Low-dose adjuvant epigenetic therapy (AET) reduced metastasis and promoted survival in mouse models.
Major Finding: Low-dose adjuvant epigenetic therapy (AET) reduced metastasis and promoted survival in mouse models.
Mechanism: AETs downregulate CCR2 and CXCR2 to block migration of myeloid-derived suppressor cells to the lung.
Impact: Based on the mechanistic evidence, a clinical trial of AETs plus CCR2 antagonists is being initated.
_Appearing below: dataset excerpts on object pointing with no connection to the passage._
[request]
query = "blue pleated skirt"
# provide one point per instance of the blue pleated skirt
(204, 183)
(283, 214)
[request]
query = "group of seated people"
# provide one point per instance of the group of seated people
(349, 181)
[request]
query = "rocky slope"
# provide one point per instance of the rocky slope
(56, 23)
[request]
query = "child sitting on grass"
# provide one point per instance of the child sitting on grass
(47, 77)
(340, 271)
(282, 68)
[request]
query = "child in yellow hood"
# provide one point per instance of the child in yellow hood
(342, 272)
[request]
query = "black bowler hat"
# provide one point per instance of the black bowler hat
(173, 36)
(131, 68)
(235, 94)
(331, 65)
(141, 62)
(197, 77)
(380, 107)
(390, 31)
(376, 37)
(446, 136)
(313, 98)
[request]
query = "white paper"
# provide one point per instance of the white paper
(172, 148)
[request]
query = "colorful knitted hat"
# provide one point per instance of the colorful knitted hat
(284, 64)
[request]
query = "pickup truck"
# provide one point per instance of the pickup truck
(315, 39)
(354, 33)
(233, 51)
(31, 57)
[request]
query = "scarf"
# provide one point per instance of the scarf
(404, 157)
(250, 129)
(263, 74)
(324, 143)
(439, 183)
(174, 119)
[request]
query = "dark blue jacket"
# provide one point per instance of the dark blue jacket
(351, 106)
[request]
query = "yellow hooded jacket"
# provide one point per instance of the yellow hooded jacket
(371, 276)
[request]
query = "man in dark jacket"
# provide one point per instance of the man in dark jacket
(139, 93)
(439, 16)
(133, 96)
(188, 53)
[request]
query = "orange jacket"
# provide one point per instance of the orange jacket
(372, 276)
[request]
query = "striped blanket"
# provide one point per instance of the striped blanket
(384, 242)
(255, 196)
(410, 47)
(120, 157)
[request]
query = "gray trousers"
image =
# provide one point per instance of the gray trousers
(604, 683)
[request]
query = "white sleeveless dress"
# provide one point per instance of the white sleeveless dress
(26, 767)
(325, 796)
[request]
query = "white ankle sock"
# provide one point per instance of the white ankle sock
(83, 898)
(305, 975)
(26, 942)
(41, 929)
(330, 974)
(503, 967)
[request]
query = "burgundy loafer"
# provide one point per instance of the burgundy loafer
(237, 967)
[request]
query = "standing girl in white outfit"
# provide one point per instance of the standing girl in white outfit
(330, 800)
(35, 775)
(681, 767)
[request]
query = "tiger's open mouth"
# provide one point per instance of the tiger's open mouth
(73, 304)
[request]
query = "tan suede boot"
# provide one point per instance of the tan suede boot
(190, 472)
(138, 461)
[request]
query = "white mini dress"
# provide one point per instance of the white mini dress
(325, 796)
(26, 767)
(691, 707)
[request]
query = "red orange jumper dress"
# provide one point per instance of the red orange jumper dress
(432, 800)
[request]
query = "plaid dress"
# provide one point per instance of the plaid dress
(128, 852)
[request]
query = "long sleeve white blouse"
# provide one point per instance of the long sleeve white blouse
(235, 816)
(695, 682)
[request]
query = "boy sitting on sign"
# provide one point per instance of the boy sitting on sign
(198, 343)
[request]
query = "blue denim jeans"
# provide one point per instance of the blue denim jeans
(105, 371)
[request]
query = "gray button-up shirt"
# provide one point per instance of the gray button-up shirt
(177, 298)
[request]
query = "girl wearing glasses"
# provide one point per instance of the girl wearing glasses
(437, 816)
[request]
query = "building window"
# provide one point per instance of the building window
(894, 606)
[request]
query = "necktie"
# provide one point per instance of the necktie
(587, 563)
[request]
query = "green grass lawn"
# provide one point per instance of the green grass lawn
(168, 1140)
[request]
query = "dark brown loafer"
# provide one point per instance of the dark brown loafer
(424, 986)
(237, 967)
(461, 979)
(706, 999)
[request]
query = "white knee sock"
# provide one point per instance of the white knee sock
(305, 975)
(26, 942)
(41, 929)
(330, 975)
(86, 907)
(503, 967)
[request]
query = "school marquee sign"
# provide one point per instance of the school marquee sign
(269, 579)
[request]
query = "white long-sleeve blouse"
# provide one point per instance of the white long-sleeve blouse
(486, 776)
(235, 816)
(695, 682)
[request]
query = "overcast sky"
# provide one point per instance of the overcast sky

Surgical resection of tumors can be curative, but many patients treated with surgery with curative intent still die of recurrent metastases. Metastasis depends on a favorable microenvironment in the premetastatic site. Based on previous clinical observations of reduced postsurgical recurrence in a small cohort of patients with early-stage non–small cell lung cancer (NSCLC) who received low-dose adjuvant epigenetic therapy (AET) and the finding that a combination of epigenetic modifiers can abrogate metastasis in an immunocompetent mouse model of aggressive NSCLC, Lu, Zou, Li, and colleagues investigated the mechanism by which AET may affect premetastatic niches. Experiments using three different syngeneic mouse models of aggressive pulmonary metastasis revealed a critical role for myeloid-derived suppressor cells (MDSC) in metastasis, with an accumulation of MDSCs in the lungs occurring prior to the development of metastasis. Low-dose adjuvant treatment with 5-azacytidine (a DNA methylation inhibitor) and entinostat (a histone deacetylase inhibitor) hindered migration of MDSCs via downregulation of CCR2 and CXCR2, leading to the hypothesis—confirmed in further experiments—that low-dose AETs may prevent accumulation of large populations of MDSCs in the lung and thus block pulmonary metastasis. Deeper investigation revealed that low-dose AET treatment promoted the adoption of an interstitial macrophage-like phenotype in MDSCs in the lung prior to metastasis. Importantly, low-dose AET treatment reduced pulmonary metastases and prolonged both disease-free survival and overall survival in mouse models. The observed reduction in metastasis was not T-cell mediated, as demonstrated by experiments in which CD4+ and CD8+ T cells were depleted. A synergistic effect on disease-free and overall survival was also noted between low-dose AET and CCR2 antagonists, in line with the previously described mode of MDSC migration to premetastatic niches in the lungs. Together, these results provide detailed mechanistic insight into the propagation of lung metastases, and the authors plan to translate these findings into a clinical trial of low-dose AET and CCR2 antagonists in early-stage cancer with the aim of preventing metastatic recurrence.